Friday, November 26, 2010

Muddiest point 22/11

Does citing an article increase the webpage’s probability of being retrieved by a crawler? I’m looking at this in the context of a site’s 'hubness' .

Saturday, November 20, 2010

Comment links-Unit 11

Reading notes_Unit 11: Web Search and OAI Protocol

Web Search Engines: Pt1&2
While reading the article and considering the data processing potential of today’s search engines I was reminded of Moore’s Law and capacity capabilities. The content was fairly easy to follow and it clarified some points for me on the search processes of search engines. I found the section on spam rejection to be especially interesting; the ‘policing task’ seems to exist everywhere and spam evolves like everything else.
The second article dealt with the more involved task of actually processing queries, the speed needed for crawling through the W3 is incredible and makes you realize how vast the network really is.

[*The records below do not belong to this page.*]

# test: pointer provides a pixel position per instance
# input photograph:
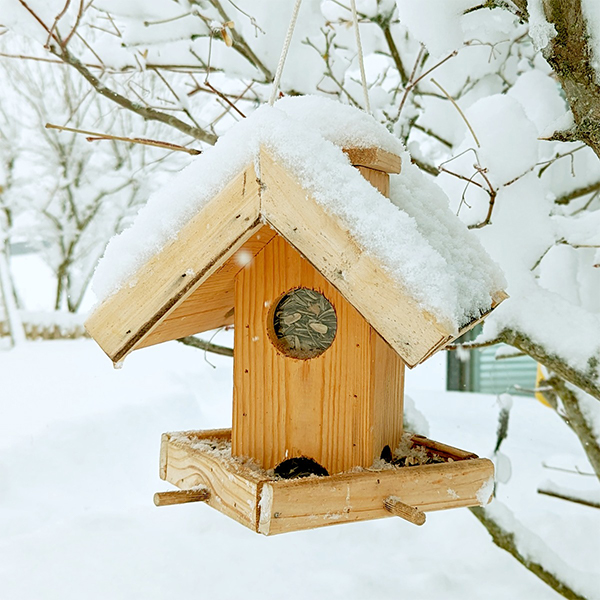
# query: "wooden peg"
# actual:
(394, 505)
(198, 494)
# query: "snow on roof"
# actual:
(415, 236)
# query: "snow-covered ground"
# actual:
(78, 467)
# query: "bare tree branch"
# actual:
(575, 418)
(506, 540)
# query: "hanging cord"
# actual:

The use of caching, which increases capability and reduces cost is something that really emphasizes the amount of separate processes that take place behind the scenes in the www.
OAI
The aims and goals of the OAI, as is relate to metadata harvesting, will have far reaching consequences for digitally mined data on information. The fact that this will allow search engines to trawl parts of the ‘hidden web’ indicates exposure to previously hidden information sources. The implication for libraries is a deeper information mine for user consumption and a more extensive resource pool.
The Deep Web:

In order to maximize information sources we would then require better searching tools, there are constant upgrades but from the statistics quoted there seems to be a disconnect between possible sources and those actually being unearthed.